Самсон уничтожает все, что мне дорого. Всех. А… откуда он знает, кто это? Почему он понимает, кто из жителей окраины прикипел ко мне? Запал в душу. Пальцы трясутся, но первый вздох облегчения вырывается, когда я вижу надпись «в сети» напротив ника Дашки. Быстро набиваю сообщение и отправляю, не тратя больше времени.
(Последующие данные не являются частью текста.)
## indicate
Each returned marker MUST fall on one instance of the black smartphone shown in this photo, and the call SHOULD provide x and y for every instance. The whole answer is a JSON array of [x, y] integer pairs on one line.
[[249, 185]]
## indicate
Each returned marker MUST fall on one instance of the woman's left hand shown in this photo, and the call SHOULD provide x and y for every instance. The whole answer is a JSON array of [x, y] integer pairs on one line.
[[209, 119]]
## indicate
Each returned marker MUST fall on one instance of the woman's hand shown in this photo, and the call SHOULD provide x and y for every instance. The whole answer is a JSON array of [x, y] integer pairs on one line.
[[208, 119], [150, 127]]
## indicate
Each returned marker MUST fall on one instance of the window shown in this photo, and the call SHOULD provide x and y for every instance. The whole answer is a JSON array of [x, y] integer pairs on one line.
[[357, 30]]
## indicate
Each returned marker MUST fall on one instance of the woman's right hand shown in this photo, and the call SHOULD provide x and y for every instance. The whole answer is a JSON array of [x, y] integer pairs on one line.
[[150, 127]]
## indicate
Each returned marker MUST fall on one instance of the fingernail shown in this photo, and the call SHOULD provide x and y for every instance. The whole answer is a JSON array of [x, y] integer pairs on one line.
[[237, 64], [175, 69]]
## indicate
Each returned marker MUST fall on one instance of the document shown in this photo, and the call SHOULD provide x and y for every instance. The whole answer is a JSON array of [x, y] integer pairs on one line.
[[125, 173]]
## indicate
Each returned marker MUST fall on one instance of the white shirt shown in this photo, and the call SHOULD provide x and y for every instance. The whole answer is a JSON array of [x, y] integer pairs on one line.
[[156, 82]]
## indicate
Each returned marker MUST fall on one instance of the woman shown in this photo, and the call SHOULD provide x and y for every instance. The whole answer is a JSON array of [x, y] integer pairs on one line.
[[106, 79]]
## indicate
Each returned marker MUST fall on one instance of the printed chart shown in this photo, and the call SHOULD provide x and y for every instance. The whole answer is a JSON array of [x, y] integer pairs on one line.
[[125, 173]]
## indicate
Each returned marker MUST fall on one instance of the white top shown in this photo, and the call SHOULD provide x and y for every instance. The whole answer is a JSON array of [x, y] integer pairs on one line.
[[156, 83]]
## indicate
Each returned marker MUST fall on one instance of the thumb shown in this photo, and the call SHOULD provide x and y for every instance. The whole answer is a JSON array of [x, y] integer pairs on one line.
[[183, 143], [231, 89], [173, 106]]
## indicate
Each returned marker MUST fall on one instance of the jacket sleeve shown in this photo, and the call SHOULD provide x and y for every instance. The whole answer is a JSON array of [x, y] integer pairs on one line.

«Только мы с тобой вдвоем остались».
Он не мог изучить все за три дня. Да и за неделю не мог.
«Уровень внушения: максимально высокий».
Третий гудок болью пронзает мозг, сжимая виски. Я облокачиваюсь на стенку в надежде не потерять опору.
Пожалуйста.
Самсона не было в лесу. Никогда не было.
«Моя еда с собой».
Три года он вместе со мной зализывал раны здесь.
Звонок срывается, а телефон выскальзывает из ослабевших пальцев. Я не буду перезванивать. Уже больше никогда на этот номер.
Дядя отвечает на телефон всегда, даже если сидит в туалете. Работа такая. Каждая секунда может решать чью-то жизнь.
Хотя, может, я больше чувствую, чем понимаю разумом.
Потому что Самсон здесь. Он тот, кому спокойно откроют двери и пригласят в дом. Его знает каждый прохожий и с улыбкой похлопывают по плечу. Он всегда был здесь.
«В твоей крови 47-я, и ты боишься внушения?»
«Алкоголь и наркотические вещества нейтрализуют действие концентрата 47, сводя его эффективность практически к нулю».
«Продукты распада наркотических веществ могут храниться в организме до 2-х лет».
– Внуши мне что-нибудь простое, – не двигающимися губами шепчу я, удерживаясь за стену.
– Schatz, что случилось?
– Господи, ты можешь просто сделать то, что я прошу! – рычу я, в упор глядя на вампира. – Просто внуши мне что-нибудь!
– Не плачь.
А я разве плакала? Но мокрые дорожки на щеках вдруг застывают, а глаза становятся болезненно сухими. Не понимаю. Трясу головой и тру их, а вампир хмурится, скрипя что-то сквозь зубы. В голове как-то странно пусто, в горле сухо и жутко хочется выпить. Я не помню, что хотела добавить секунду назад, но новый вывод вызвал злую усмешку.
– Я на протяжении трех лет нахожусь под внушением, – смешок срывается с губ, а Вагнер медленно закрывает глаза, – и, судя по твоей реакции ты не имеешь к этому отношения.
Все, чего сейчас хочется – выпить. За забытым ощущением прячется что-то важное, а я задумчиво ковыряю пальцем стену. Твою мать, я же до чего-то додумалась. Но виски сжимает тупая боль, а в голову стреляет, как при похмелье. Видимо, новое вторжение активировало старую установку.
– Мой дядя мертв, – шепчу я, разглядывая лежащий на полу аппарат.